Le lancement de cette offre de téléphonie mobile aurait été évoqué par Gwynne Shotwell, la présidente de SpaceX, lors de certaines rencontres avec les investisseurs organisées pendant la tournée de préparation de l’introduction en bourse du 12 juin dernier. L’information, révélée vendredi 26 juin par le Financial Times, n’a pas été confirmée par l’entreprise, mais le quotidien britannique affirme avoir eu confirmation de ces déclarations par quatre personnes proches du dossier.
L’hypothèse n’est pas anodine, particulièrement dans le contexte d’une introduction en bourse. Starlink représente déjà une part significative de l’activité totale de SpaceX, avec 11,387 milliards de dollars de chiffre d’affaires, 7,168 milliards de dollars d’EBITDA et 4,423 milliards de dollars de résultat opérationnel sur l’année 2025.

Mais cette activité, réalisée à l’échelle de 150 pays, pèse encore bien peu par rapport au marché états-unien des communications mobiles. Les trois grands opérateurs du secteur (AT&T, Verizon et T-Mobile) totalisent en effet près de 352 milliards de dollars de chiffre d’affaires en 2025, auxquels s’ajoutent les revenus réalisés par les opérateurs virtuels (MVNO).

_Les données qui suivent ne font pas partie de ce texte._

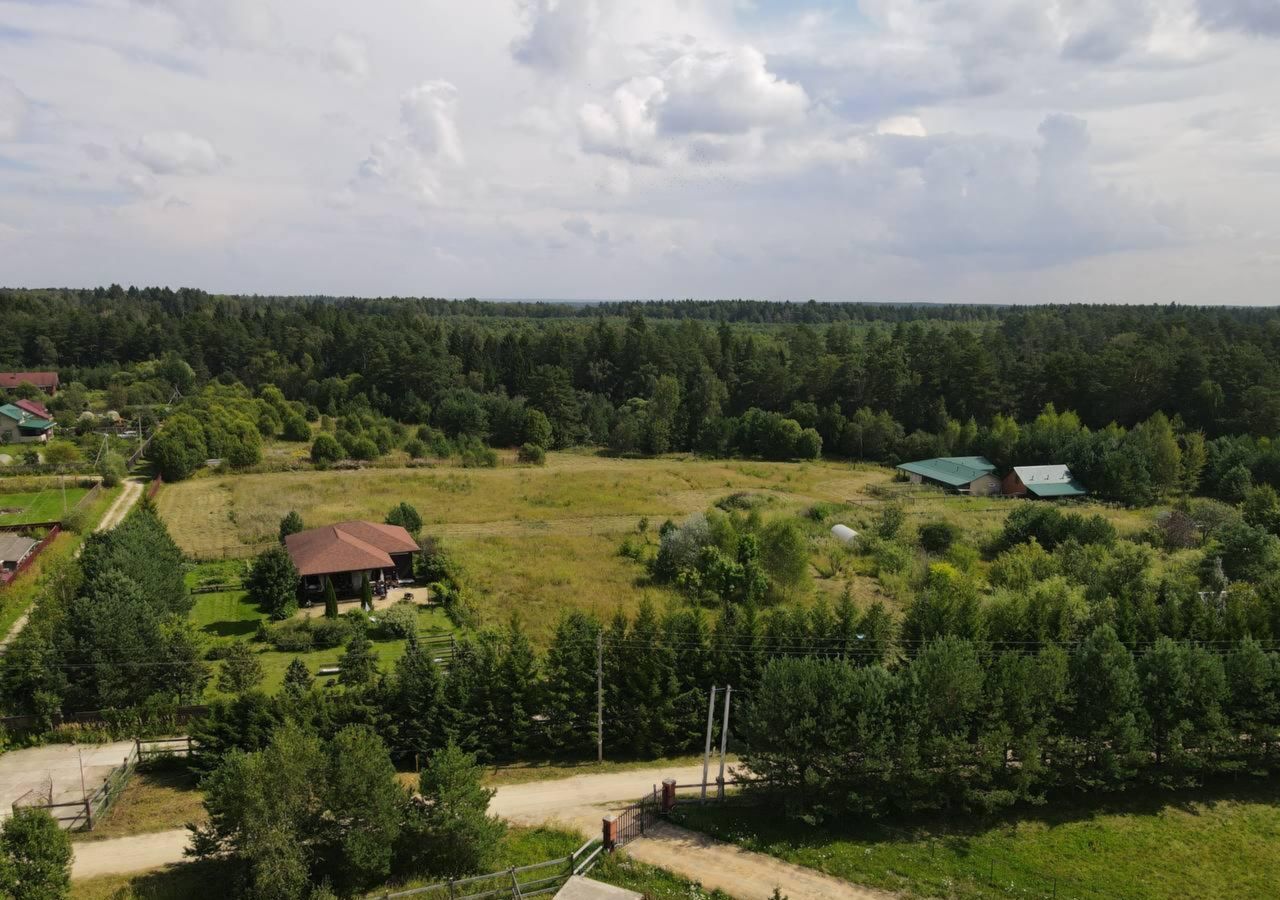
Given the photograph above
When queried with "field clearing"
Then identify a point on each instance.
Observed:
(1211, 843)
(539, 540)
(213, 516)
(228, 616)
(40, 506)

Bien que le marché soit considéré comme saturé, une offre accueillie comme agressive ou innovante permettrait sans doute à SpaceX de conquérir des clients.
Renforcer les possibilités offertes par Starlink fait effectivement partie des promesses formulées par SpaceX dans son prospectus boursier, mais les allusions au sujet ont sans doute été éclipsées par les déclarations relatives aux datacenters dans l’espace ou à la conquête de Mars.
« Bien que nous nous attendions à ce que le service Starlink Mobile ait aujourd’hui un impact particulier sur les clients des zones reculées non couvertes par les réseaux mobiles terrestres (…) nous nous efforcerons d’offrir l’expérience de connectivité privilégiée à nos clients, quel que soit leur emplacement, en zone rurale, périurbaine ou urbaine », écrit notamment Starlink.
« La nouvelle génération de satellites Starlink Mobile, associée à notre récent achat de spectre sans fil auprès d’EchoStar, est conçue pour fournir une connectivité à haut débit et à faible latence directement aux appareils des utilisateurs finaux, offrant ainsi une solution de connectivité équivalente aux réseaux mobiles terrestres », poursuit l’entreprise.
L’occasion a peut-être fait le larron : rappelons en effet que SpaceX a pu mettre la main, fin 2025, sur un lot de fréquences dans la bande des 2 GHz auprès de l’opérateur Echostar pour environ 17 milliards de dollars. L’entreprise d’Elon Musk avait été bien aidée, à l’époque, par la FCC et par Donald Trump, qui avait lui-même exhorté Echostar à vendre une partie du spectre qui lui avait été alloué. Une nouvelle plage de fréquences avait d’ailleurs été cédée à SpaceX quelques semaines plus tard, pour 2,6 milliards de dollars supplémentaires.